Von Martin Winkelheide | 12.05.2015
    Ein Mann wird gegen Masern geimpft.
    Ein Mann wird gegen Masern geimpft. (picture alliance / dpa / Lukas Schulze)
    "Murat E., ich bin 36. Mich hat es erwischt mit den Masern. Das war sehr überraschend auch für mich. Ich habe mich einfach sehr krank gefühlt. Das hat sich am Anfang angefühlt wie eine normale Grippe, mit Halsschmerzen, sehr starken Halsschmerzen, mit ein wenig Schnupfen, aber ich hab mich krank gefühlt wie noch nie in meinem Leben. Als ich eines Morgens dann - nach dem dritten Tag, glaube ich – mit Flecken im Gesicht aufgewacht bin, da bin ich doch stutzig geworden, dass das doch kein normaler Krankheitsverlauf ist. Dann habe ich es gerade noch so in die Notaufnahme geschafft, und die Ärztin dort hat sich wirklich viel Zeit genommen und mich grundversorgt. Und sie hat dann den Verdacht auf Masern geäußert, und hat mich dann hierher geschickt. Und die Ärzte hier haben das dann auch bestätigt nach einigen Bluttests. Ich wurde dann auch direkt in die Quarantäne gesteckt, war da seitdem auch – eine ganze Woche. Das heißt tatsächlich in einem speziellen Unterdruckzimmer und sehr alleine. Und ich habe die meisten Ärzte und Pflegerinnen und Pfleger immer mit Mundschutz gesehen – also höchste Sicherheitsstufe, habe ich auch so noch nicht erlebt."
    Martin Winkelheide: "Hatten Sie Fieber?"
    "Ich hatte Fieber, ziemlich stark, mit Schweißausbrüchen und dergleichen, und einfach auch totale Mattheit. Also ich konnte nicht wirklich viel. Ich wollte irgendwie auf Klo und dann bin ich dann aufgewacht auf dem Boden liegend, schweißüberströmt, lag da ausgestreckt. So schnell ging das, ich wusste gar nicht, wie das passiert ist."
    Winkelheide: "Man sieht ein bisschen an den Armen noch ... ."
    "Das sind sehr sehr dunkle Flecken, die über den ganzen Körper verteilt sind. Jetzt auch noch, obwohl ich jetzt nicht mehr ansteckend bin. Macht mir noch ein bisschen Sorge, juckt zum Glück nicht, aber es ist sehr auffallend: die Oberarme, auch auf den Oberschenkeln."
    Winkelheide: "Aber die Ärzte haben Sie beruhigen können. Es geht weg ... ."

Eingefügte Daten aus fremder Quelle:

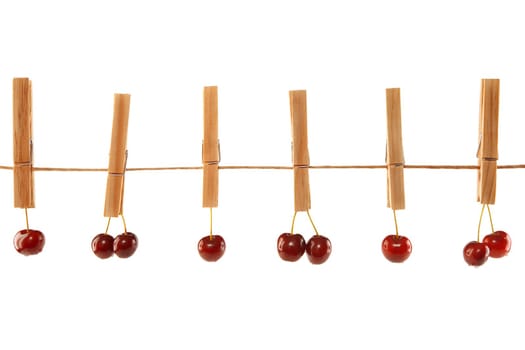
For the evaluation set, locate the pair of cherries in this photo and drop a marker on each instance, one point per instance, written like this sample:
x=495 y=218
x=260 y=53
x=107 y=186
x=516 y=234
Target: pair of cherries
x=495 y=245
x=123 y=246
x=291 y=246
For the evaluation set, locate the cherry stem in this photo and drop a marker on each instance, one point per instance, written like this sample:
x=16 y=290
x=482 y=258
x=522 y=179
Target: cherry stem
x=490 y=218
x=124 y=223
x=107 y=226
x=480 y=217
x=395 y=222
x=211 y=223
x=27 y=220
x=293 y=222
x=312 y=222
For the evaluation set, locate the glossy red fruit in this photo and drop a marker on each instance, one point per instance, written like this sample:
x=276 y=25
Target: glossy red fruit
x=291 y=246
x=125 y=244
x=211 y=247
x=102 y=245
x=396 y=248
x=29 y=242
x=499 y=243
x=318 y=249
x=476 y=253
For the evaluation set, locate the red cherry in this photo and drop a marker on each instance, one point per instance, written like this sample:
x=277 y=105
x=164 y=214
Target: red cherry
x=29 y=242
x=102 y=245
x=476 y=253
x=211 y=247
x=318 y=249
x=291 y=246
x=125 y=244
x=499 y=243
x=396 y=248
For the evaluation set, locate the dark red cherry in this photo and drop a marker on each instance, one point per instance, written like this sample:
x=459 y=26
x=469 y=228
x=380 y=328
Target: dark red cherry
x=102 y=245
x=476 y=253
x=211 y=247
x=291 y=246
x=29 y=242
x=499 y=243
x=125 y=244
x=318 y=249
x=396 y=248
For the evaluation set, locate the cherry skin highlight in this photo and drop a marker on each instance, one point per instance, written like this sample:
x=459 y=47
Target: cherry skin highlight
x=102 y=245
x=499 y=243
x=291 y=246
x=476 y=253
x=318 y=249
x=396 y=248
x=125 y=244
x=29 y=242
x=211 y=247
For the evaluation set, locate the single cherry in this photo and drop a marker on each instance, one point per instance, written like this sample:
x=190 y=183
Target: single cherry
x=318 y=249
x=396 y=248
x=29 y=242
x=291 y=246
x=125 y=244
x=476 y=253
x=211 y=247
x=499 y=243
x=102 y=245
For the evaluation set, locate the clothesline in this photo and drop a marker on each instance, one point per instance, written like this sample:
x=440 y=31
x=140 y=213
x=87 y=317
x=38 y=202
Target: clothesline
x=269 y=167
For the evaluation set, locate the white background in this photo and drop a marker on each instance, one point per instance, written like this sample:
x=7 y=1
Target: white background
x=345 y=54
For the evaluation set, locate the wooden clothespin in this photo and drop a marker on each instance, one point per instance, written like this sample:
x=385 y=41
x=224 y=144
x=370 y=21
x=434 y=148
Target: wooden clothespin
x=22 y=144
x=395 y=159
x=300 y=155
x=117 y=157
x=488 y=142
x=210 y=149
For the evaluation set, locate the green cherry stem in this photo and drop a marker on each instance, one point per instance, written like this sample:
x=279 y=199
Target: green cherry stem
x=293 y=222
x=395 y=222
x=27 y=220
x=490 y=218
x=480 y=218
x=312 y=222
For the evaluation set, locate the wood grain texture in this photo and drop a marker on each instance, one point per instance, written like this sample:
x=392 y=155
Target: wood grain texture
x=300 y=155
x=210 y=149
x=22 y=144
x=117 y=157
x=488 y=141
x=395 y=159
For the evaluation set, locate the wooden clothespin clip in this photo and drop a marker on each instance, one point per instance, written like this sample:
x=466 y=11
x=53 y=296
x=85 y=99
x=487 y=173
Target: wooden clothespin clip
x=395 y=159
x=117 y=157
x=211 y=155
x=22 y=144
x=300 y=155
x=488 y=142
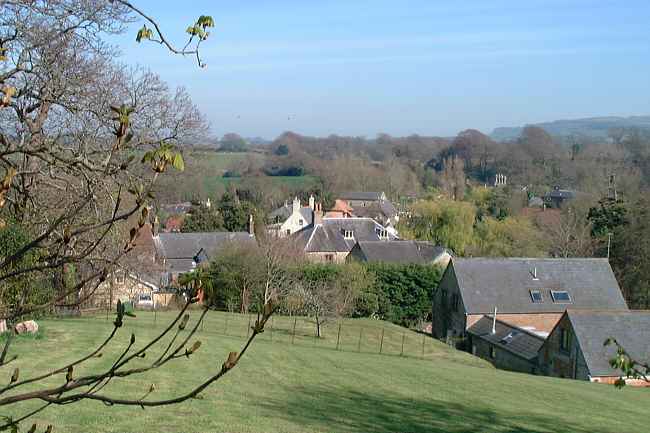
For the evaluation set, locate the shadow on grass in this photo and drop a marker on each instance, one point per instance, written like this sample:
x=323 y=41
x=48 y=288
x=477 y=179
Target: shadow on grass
x=335 y=410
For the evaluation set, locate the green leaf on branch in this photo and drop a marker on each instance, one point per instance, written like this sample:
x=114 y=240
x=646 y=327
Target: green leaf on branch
x=144 y=33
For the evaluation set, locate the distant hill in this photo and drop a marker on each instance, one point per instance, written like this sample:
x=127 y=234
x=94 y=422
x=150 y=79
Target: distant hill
x=591 y=127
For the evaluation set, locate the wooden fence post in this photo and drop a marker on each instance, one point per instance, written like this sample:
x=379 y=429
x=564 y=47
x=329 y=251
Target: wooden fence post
x=272 y=318
x=422 y=345
x=360 y=333
x=338 y=337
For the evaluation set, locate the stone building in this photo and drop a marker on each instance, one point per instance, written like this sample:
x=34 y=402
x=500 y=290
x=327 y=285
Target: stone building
x=575 y=347
x=528 y=293
x=330 y=240
x=401 y=252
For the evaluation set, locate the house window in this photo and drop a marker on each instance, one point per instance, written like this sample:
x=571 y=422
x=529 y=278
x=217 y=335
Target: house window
x=560 y=296
x=565 y=340
x=536 y=296
x=454 y=302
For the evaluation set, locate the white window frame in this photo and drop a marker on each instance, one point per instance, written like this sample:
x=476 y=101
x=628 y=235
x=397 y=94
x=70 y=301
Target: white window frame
x=532 y=298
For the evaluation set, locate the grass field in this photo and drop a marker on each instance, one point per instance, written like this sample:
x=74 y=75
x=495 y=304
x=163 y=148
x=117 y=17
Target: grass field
x=212 y=165
x=309 y=386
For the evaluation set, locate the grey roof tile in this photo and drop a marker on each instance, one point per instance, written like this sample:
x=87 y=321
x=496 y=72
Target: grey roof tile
x=328 y=236
x=506 y=283
x=399 y=251
x=511 y=338
x=362 y=195
x=187 y=245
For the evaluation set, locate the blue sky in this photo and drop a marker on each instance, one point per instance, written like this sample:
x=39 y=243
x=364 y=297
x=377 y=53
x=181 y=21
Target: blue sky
x=430 y=67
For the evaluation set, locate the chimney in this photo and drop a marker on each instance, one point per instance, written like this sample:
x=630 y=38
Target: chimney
x=155 y=226
x=318 y=213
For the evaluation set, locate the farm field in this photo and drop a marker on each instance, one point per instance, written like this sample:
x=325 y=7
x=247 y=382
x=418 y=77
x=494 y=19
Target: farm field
x=310 y=386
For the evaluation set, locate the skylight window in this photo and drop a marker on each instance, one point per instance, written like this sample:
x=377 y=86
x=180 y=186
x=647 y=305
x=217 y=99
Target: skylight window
x=508 y=338
x=382 y=233
x=561 y=296
x=536 y=296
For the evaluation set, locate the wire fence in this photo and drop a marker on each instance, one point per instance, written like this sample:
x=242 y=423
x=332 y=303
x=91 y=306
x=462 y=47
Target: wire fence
x=349 y=335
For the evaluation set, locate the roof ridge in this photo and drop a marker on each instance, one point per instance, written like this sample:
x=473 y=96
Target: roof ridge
x=510 y=325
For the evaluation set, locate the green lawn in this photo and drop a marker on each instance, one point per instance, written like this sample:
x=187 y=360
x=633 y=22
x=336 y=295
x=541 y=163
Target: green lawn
x=309 y=386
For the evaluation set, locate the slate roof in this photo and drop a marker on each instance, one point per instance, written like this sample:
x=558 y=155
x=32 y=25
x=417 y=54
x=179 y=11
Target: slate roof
x=382 y=208
x=362 y=196
x=561 y=194
x=592 y=328
x=400 y=251
x=177 y=208
x=506 y=283
x=328 y=236
x=285 y=211
x=187 y=245
x=508 y=337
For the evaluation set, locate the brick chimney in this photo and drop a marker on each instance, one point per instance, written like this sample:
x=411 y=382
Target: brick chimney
x=318 y=213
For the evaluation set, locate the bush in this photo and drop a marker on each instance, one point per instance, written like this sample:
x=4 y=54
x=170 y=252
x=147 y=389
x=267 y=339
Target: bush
x=404 y=293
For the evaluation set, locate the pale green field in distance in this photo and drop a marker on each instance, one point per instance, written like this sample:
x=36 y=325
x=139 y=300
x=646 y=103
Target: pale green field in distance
x=309 y=386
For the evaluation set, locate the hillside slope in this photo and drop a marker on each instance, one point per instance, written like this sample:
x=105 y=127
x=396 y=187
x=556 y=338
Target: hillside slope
x=280 y=387
x=590 y=127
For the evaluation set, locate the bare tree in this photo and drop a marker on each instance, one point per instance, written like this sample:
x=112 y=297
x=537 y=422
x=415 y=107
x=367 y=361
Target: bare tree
x=570 y=235
x=71 y=124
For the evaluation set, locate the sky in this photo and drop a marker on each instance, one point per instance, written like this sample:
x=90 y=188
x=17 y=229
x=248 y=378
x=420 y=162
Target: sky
x=434 y=67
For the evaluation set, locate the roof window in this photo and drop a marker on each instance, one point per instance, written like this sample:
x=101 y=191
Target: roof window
x=536 y=296
x=508 y=338
x=561 y=296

    "Geht weg, ja. Und das Beste ist, dass es nicht juckt."
    Winkelheide: "Haben Sie eine Idee, wie Sie sich angesteckt haben?"
    "Also, ich habe einen Verdacht, das Ganze hat ja noch eine Vorgeschichte, dass meine kleine Tochter im Kinderkrankenhaus drüben lag, in der Amsterdamer Strasse. Dadurch, dass ganz viele Menschen dorthin kommen, die auch Krankheiten haben, von denen sie keine Ahnung haben, oder vielleicht auch noch nicht wissen, dass es tatsächlich Masern sind, habe ich den großen Verdacht, dass ich es mir dort bei einem Besuch auch irgendwie – wahrscheinlich nicht auf der Station, weil offiziell gibt es dort keinen Masernfall oder gab es dort nicht ... .. Aber man weiß ja nie, wer dort reingekommen ist, und das dann mitschleppt, weil es fühlt sich am Anfang an wie eine Grippe. Man hat Halsschmerzen, wundert sich nicht groß bei, hat ein bisschen Schnupfen, und fühlt sich krank, aber es ist nicht so, dass man direkt den Verdacht hat: ah, oh, ich könnte Masern haben.
    A propos anstecken: Ich habe nicht schlecht gestaunt, als ich gesehen habe in meinem Impfpass, dass ich nicht geimpft bin, auch nicht gegen Mumps und Röteln, das werde ich auch direkt schnell nachholen. Aber auch, wie viele meiner Freunde in meinem Alter das tatsächlich auch nicht sind. Viele müssen erst einmal die Mutter fragen: Hatte ich das? Bin ich geimpft? Viele müssen nachgucken, und es ist bei einigen auch rausgekommen, dass sie einfach noch nicht gegen Masern geimpft sind, so wie ich. Ich wundere mich ja auch: Ich bin hier in Deutschland groß geworden, hatte hier auch einen Kinderarzt, aber in meinem Impfausweis steht das nicht. Ich hab auch gut gestaunt, und werde das natürlich jetzt direkt nachholen."